Le régime de Vichy

Appel du Général De Gaulle incitant les Français à poursuivre le combat.

Après la défaite, l'instauration de l'Etat Français

Le 16 juin 1940, deux jours après l'entrée des Allemands dans Paris, le président de la République Albert Lebrun nomme le maréchal Pétain, 84 ans, président du Conseil. Il forme un nouveau gouvernement à Bordeaux et annonce aux Français le lendemain qu'il a demandé aux Allemands les conditions d'un armistice.
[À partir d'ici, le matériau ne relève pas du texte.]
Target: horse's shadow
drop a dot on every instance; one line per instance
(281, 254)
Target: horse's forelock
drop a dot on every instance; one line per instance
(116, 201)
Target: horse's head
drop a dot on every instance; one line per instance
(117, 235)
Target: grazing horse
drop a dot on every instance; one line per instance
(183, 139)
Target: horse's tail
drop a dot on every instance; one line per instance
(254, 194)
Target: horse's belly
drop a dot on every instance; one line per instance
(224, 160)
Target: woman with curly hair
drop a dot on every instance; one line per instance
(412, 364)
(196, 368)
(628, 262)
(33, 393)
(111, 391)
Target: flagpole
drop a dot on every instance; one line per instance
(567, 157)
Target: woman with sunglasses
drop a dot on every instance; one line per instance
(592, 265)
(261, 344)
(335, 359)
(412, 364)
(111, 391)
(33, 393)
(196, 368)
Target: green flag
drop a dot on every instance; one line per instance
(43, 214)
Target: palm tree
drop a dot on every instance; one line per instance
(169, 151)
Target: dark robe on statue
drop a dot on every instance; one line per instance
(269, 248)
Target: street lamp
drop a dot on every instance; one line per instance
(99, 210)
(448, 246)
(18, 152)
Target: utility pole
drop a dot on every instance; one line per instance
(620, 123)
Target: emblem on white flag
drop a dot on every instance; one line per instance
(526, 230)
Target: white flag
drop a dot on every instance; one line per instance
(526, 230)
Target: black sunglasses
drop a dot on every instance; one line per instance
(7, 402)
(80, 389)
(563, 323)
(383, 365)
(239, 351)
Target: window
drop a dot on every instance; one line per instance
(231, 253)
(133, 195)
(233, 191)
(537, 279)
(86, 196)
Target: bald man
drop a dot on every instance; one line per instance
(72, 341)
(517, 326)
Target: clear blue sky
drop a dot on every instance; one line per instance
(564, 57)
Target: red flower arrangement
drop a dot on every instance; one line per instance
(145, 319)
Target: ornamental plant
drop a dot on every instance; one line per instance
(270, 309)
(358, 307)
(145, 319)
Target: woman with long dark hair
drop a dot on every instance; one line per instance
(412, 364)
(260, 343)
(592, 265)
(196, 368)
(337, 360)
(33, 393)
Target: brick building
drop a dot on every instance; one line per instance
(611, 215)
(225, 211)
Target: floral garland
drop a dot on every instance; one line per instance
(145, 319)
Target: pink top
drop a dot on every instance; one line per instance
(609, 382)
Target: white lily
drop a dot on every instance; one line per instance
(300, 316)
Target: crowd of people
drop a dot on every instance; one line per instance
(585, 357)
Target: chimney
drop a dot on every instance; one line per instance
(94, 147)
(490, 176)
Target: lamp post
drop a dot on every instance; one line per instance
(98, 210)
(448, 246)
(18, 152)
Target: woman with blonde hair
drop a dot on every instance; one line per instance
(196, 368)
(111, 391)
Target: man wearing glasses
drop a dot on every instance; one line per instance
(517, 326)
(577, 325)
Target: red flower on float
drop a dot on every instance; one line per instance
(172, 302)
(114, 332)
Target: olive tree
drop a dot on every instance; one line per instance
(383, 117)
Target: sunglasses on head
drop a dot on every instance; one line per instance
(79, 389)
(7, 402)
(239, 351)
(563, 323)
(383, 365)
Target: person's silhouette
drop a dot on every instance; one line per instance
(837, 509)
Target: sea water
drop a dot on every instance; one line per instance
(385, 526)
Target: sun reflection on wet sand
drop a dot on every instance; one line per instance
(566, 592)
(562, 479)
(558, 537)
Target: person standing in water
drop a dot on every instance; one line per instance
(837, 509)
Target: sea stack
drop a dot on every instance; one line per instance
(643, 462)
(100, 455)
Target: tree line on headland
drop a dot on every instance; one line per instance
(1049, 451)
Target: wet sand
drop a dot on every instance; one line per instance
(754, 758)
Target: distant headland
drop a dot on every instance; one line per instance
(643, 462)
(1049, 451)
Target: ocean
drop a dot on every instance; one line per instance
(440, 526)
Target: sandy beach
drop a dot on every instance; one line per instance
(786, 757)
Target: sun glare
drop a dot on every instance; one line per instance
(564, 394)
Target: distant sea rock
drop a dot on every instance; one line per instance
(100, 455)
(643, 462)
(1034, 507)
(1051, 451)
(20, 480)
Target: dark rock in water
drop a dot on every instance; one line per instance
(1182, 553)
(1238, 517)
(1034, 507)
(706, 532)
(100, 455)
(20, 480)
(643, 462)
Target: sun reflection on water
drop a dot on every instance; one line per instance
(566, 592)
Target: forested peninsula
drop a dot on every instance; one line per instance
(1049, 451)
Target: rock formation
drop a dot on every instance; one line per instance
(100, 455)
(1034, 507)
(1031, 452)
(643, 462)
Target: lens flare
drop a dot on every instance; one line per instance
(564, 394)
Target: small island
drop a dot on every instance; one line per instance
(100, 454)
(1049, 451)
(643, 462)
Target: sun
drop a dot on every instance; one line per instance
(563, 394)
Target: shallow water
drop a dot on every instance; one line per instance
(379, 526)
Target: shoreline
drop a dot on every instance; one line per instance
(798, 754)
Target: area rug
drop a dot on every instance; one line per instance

Le 18 juin, le général De Gaulle lance son premier appel à la "résistance", radiodiffusé depuis Londres sur les ondes de la BBC. Des affiches reprenant cet appel sont diffusées dans Londre les 3 et 4 août.

 

 

Le maréchal Pétain.

L'armistice franco-allemand est signé à Rethondes le 22 juin, dans le wagon-même où celui de 1918 avait humilié l'Allemagne vaincue. Pétain annonce "qu'un ordre nouveau commence". Le gouvernement et l'Assemblée nationale s'installent à Vichy en juillet. Le 10, l'attribution des pleins pouvoirs à Pétain est votée, l'Etat Français est instauré en lieu et place de la République. Le 12, Pierre Laval est nommé vice-président du Conseil. Durant toute l'Occupation, le Parlement n'est pas dissout mais ne siège plus, confirmant le caractère autoritaire du régime de Vichy.

 

Affiche de R.Vachet, Centre de
propagande de la Révolution Nationale, Avignon, 1941
 

L'esprit de la Révolution Nationale

En zone occupée, l’occupant édicte un ensemble d'interdictions, dont celle de célébrer le 14 juillet 1940, afin d’anéantir toute référence à la Révolution. Vieillard rassurant pour une majorité de Français, Pétain entreprend une " Révolution nationale ". Il entend redresser la France qu'il considère gangrenée par la paresse qu'incarnent les congés payés (instaurés en 1936 par le Front Populaire).

 

Le maréchal Pétain en visite officielle à Bourg-en-Bresse en septembre 1942.  
Archives départementales de l'Ain.

 

 

 

La devise républicaine héritée de la Révolution française "Liberté, Égalité, Fraternité" ets remplacée par celle de la Révolution nationale, "Travail, Famille, Patrie". Les bustes de Marianne dans les mairies sont enlevées au profit par des bustes du vieux maréchal.
Les syndicats sont dissous, la grève est interdite et les communistes sont pourchassés. En 1942, le procès de Riom juge les hommes considérés responsables de la défaite : Blum, Daladier, le général Gamelin. Aucun verdict n’est rendu, mais les accusés sont livrés aux Allemands.

 

 

Une collaboration multiple avec l'occupant nazi

Drapeau nazi. Coll. Musées départementaux de l'Ain. 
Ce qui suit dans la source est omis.